[Haskell-beginners] Stack space overflow with foldl'

Ryan Prichard ryan.prichard at gmail.com
Sat Sep 11 17:30:50 EDT 2010


Daniel,

Thanks for your help.

On Fri, 10 Sep 2010 16:20:40 +0200
Daniel Fischer <daniel.is.fischer at web.de> wrote:

> On Friday 10 September 2010 11:29:56, Ryan Prichard wrote:
> > Hi,
> >
> > I see a stack overflow with this code, but I don't understand why.
> 
> Neither do I, really, but ghc is being too clever for its own good -
> or not clever enough.
> 
> >
> > I looked at the Core output with ghc-core, with or without
> > optimizations, and I see a $wlgo recursive function that doesn't
> > appear to end in a tail call.
> 
> Without optimisations, I see a nice tail-recursive lgo inside
> foldl'2, pretty much what one would like to see.

When I ran ghc-core, I used the command-line "ghc-core -- Test.hs".  I
thought it would compile Test.hs without optimizations, but ghc-core
actually has a default string of ghc arguments that includes -O2.  If I
run "ghc-core -- -O0 Test.hs", I also see a nice tail-recursive lgo.

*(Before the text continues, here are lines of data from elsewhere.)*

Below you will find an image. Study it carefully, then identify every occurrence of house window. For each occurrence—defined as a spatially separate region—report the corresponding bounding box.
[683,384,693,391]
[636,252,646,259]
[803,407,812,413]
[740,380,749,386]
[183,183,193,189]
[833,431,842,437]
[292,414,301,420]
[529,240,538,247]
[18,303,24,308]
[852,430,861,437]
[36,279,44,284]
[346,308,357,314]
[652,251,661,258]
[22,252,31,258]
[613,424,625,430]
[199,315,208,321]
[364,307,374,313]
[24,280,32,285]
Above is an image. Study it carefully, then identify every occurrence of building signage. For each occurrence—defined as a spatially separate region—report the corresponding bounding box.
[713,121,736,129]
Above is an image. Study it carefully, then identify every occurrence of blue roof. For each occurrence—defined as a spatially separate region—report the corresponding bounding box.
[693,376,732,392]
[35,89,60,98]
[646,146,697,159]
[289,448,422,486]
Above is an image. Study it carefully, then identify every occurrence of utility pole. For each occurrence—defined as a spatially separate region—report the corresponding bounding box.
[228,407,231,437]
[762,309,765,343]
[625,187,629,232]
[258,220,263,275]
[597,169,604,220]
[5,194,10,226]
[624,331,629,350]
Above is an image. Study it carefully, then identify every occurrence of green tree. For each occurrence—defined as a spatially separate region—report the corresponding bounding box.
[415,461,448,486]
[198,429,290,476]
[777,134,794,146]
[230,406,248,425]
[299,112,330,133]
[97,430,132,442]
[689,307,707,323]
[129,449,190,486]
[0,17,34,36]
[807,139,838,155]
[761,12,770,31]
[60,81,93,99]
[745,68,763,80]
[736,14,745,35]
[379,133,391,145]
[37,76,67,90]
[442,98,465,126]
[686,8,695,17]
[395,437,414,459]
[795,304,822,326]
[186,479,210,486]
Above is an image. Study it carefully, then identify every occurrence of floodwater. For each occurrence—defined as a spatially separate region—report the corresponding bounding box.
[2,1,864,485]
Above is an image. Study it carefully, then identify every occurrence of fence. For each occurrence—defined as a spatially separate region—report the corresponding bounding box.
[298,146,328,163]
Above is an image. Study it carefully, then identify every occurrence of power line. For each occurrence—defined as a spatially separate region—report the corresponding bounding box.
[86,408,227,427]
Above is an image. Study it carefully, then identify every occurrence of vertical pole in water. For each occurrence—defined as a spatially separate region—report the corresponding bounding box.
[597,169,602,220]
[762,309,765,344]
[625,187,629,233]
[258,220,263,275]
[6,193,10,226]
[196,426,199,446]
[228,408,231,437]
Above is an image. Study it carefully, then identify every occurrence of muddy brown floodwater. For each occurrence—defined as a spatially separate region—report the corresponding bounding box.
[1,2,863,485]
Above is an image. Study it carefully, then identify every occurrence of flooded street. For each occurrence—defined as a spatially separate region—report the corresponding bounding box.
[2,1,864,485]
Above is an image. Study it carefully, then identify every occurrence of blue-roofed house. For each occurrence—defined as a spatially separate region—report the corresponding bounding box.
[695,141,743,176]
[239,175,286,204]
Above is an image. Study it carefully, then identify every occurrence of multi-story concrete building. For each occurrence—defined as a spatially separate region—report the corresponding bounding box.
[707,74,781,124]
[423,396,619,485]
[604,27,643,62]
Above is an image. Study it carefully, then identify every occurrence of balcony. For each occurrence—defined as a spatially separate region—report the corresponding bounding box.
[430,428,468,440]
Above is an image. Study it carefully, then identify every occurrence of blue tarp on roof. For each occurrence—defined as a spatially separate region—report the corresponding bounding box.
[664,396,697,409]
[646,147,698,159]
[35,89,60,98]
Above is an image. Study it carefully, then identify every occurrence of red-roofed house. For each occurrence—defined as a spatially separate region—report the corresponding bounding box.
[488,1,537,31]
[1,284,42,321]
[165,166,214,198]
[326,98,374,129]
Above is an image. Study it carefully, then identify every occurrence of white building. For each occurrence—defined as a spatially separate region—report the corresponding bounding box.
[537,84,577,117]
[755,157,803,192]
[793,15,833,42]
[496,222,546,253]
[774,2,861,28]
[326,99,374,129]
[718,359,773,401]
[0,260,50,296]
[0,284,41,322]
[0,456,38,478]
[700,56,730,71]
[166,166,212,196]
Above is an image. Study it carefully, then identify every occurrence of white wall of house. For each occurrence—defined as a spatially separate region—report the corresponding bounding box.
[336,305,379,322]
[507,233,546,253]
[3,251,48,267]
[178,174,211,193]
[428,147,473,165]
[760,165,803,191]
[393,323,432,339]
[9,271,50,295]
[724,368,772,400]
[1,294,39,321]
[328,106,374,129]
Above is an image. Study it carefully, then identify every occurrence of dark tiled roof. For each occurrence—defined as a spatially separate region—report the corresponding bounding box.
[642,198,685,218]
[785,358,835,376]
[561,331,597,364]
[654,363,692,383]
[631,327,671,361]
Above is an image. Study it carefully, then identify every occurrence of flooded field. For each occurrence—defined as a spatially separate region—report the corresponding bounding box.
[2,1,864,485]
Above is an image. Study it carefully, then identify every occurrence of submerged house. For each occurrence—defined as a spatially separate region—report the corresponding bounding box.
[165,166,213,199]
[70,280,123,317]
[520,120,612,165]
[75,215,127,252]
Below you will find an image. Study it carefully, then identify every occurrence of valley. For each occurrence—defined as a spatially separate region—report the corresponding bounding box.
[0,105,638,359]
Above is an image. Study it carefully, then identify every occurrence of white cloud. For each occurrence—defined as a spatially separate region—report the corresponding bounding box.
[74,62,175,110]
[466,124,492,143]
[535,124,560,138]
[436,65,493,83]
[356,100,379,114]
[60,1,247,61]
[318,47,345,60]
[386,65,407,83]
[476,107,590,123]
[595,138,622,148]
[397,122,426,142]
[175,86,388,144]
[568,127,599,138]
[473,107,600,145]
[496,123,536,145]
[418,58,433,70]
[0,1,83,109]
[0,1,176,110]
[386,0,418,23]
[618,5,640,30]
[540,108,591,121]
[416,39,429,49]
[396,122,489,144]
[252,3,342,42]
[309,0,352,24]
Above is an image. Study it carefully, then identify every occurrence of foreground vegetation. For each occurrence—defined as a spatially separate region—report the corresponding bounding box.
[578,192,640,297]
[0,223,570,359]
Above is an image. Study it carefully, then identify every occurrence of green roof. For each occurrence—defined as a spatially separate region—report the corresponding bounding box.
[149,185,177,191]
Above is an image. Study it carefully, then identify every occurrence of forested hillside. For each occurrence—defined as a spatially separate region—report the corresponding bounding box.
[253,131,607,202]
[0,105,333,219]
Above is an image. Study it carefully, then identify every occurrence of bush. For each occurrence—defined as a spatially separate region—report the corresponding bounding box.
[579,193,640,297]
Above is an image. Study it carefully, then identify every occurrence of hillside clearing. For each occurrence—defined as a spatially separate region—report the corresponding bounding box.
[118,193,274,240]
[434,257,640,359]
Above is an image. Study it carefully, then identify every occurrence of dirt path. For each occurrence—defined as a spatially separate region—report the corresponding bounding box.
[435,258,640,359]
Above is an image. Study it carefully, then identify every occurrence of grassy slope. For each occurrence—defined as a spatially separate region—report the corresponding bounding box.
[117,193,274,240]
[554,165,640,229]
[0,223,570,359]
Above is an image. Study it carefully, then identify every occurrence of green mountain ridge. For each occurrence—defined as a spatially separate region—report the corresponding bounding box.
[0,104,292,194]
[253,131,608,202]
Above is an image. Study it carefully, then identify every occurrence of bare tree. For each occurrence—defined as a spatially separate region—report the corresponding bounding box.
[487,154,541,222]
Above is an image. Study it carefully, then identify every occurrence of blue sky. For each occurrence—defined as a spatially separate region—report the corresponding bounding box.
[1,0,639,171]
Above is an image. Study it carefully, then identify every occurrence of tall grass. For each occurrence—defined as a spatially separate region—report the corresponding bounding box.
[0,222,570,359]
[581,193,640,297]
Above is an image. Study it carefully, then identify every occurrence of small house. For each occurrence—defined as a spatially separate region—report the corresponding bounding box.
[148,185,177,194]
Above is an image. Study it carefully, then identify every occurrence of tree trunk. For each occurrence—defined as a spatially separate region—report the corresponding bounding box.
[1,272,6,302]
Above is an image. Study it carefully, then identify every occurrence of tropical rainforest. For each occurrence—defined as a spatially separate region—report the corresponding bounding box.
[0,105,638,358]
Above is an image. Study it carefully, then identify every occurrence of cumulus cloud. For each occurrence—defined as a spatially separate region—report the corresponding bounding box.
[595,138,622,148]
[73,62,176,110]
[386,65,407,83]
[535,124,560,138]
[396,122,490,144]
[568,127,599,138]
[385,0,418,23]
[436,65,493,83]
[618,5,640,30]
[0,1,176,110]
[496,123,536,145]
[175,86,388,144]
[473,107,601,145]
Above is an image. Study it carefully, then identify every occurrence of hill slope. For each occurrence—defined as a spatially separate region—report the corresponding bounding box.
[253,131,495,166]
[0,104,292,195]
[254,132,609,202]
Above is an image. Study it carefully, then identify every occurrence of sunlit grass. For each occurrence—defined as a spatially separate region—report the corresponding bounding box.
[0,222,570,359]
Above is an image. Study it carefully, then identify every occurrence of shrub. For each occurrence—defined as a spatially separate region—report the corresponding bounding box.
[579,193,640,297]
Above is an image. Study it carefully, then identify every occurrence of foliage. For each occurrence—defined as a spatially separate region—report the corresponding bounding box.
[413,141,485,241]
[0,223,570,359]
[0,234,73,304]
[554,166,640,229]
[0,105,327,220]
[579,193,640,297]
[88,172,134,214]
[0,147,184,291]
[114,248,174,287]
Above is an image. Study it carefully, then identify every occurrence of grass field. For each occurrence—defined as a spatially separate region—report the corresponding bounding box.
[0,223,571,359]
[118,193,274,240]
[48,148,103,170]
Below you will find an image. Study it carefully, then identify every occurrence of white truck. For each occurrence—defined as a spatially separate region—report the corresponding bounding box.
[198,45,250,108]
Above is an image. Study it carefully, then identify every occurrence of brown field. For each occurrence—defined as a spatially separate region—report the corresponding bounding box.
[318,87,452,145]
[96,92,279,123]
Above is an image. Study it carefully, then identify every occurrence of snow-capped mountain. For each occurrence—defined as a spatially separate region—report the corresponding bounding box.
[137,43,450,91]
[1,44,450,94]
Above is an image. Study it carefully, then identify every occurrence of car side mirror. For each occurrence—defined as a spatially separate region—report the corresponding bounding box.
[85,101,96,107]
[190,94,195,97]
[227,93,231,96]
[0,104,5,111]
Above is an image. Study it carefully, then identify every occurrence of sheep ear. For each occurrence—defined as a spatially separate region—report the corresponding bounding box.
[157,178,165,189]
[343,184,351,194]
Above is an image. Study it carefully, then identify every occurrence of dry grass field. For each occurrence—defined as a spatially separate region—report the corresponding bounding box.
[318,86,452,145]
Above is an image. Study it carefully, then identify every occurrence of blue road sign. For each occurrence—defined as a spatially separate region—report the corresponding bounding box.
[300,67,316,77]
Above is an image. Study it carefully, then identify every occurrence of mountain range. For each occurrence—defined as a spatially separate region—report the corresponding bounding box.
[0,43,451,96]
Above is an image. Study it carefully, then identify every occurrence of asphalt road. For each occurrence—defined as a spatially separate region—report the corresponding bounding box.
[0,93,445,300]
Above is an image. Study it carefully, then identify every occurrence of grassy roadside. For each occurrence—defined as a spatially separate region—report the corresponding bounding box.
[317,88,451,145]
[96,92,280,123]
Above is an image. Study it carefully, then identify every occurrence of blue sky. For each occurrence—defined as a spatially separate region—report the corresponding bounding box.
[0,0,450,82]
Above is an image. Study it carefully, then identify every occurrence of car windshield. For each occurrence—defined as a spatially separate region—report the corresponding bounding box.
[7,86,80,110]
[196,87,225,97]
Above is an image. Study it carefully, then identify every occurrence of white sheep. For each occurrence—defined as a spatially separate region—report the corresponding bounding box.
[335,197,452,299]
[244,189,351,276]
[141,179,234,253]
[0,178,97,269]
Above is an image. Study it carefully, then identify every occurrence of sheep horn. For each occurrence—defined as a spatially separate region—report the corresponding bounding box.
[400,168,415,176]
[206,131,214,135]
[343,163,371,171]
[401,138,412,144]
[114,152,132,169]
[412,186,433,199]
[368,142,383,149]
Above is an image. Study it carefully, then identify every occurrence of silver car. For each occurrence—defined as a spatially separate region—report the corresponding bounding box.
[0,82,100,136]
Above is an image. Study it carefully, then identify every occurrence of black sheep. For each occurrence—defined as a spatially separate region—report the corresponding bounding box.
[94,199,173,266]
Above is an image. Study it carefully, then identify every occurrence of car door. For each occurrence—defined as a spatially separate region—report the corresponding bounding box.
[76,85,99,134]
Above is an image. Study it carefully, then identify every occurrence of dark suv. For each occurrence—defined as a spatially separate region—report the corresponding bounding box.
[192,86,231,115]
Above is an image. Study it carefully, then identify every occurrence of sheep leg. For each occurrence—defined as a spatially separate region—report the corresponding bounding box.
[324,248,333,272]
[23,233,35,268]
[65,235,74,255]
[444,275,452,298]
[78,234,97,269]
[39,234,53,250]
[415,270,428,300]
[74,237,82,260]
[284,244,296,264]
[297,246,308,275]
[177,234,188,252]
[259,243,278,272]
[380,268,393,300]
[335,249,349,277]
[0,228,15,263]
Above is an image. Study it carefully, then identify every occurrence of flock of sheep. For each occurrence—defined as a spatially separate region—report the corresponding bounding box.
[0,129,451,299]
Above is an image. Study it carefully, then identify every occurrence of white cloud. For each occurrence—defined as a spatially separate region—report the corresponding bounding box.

> With optimisations, you get a specialised worker $wlgo:
> 
> Rec {
> Main.$wlgo :: [GHC.Types.Int] -> (##)
> GblId
> [Arity 1
>  NoCafRefs
>  Str: DmdType S]
> Main.$wlgo =
>   \ (w_sms :: [GHC.Types.Int]) ->
>     case case w_sms of _ {
>            [] -> GHC.Unit.();
>            : x_adq xs_adr ->
>              case x_adq of _ { GHC.Types.I# _ ->
>              case Main.$wlgo xs_adr of _ { (# #) -> GHC.Unit.() }
>              }
>          }
>     of _ { () ->
>     GHC.Prim.(##)
>     }
> end Rec }
> 
> and it's here that ghc shows the wrong amount of cleverness.
> 
> What have we? At the types () and [Int], with f = flip seq, the step
> in lgo unfolds to
> 
> lgo z (x:xs)
> ~> let z' = f z x in lgo z' xs
> ~> case f z x of
>       z'@() -> lgo z' xs
> ~> case (case x of { I# _ -> z }) of
>       z'@() -> lgo z' xs
> 
> Now flip seq returns its first argument unless its second argument is
> _|_ and () has only one non-bottom value, so the ()-argument of lgo
> can be eliminated (here, the initial ()-argument is known to be (),
> in general the wrapper checks for _|_ before entering the worker),
> giving
> 
> wlgo :: [Int] -> ()
> wlgo [] = ()
> wlgo (x:xs) =
>   case (case x of { I# _ -> () }) of
>     () -> wlgo xs
> 
> It would be nice if the compiler rewrote the last equation to
> 
> wlgo (x:xs) -> case x of { I# _ -> wlgo xs }
> 
> , but apparently it can't. Still, that's pretty good code.
> Now comes the misplaced cleverness.
> Working with unboxed types is better (faster) than working with boxed 
> types, so let's use unboxed types, giving $wlgo the type
> 
> [Int] -> (##)
> 
> (unboxed 0-tuple). But it wasn't clever enough to directly return (#
> #) in the case of an empty list - that would've allowed the core to be
> 
>  \ (w_sms :: [GHC.Types.Int]) ->
>     case w_sms of _ {
>       [] -> GHC.Prim.(##)
>       : x_adq xs_adr ->
>         case x_adq of _ { GHC.Types.I# _ ->
>           Main.$wlgo xs_adr }
>     }
> 
> and all would've been fine and dandy. So it chose [] -> GHC.Unit.()
> and that forced the second branch to also have that type, hence you
> can't have a tail call there but have to box the result of the
> recursive call (only to unbox it again).
> So you get superfluous boxing, unboxing, reboxing in addition to a
> stack- eating recursion.
> 
> But you've hit a rare case here, if you use foldl'2 (flip seq) at a
> type with more than one non-bottom value, the first argument of lgo
> is not eliminated and you don't get the boxing-unboxing dance,
> instead you get a nice tail-recursion, even if foldl'2 is used only
> once and not exported.
> 
> Why GHC does that for (), beats me.
> 
> > I don't see any let expressions in the
> > folding code, so I assume no thunks are being created.  I can make a
> > tail call appear by doing either of two things:
> >
> > 1. Replace "lgo z []" with "lgo !z []".  This suggestion came from
> > an email on haskell-beginners that I can't find right now.  It was
> > a few months ago.
> 
> Perhaps
> http://www.haskell.org/pipermail/beginners/2010-August/005016.html ?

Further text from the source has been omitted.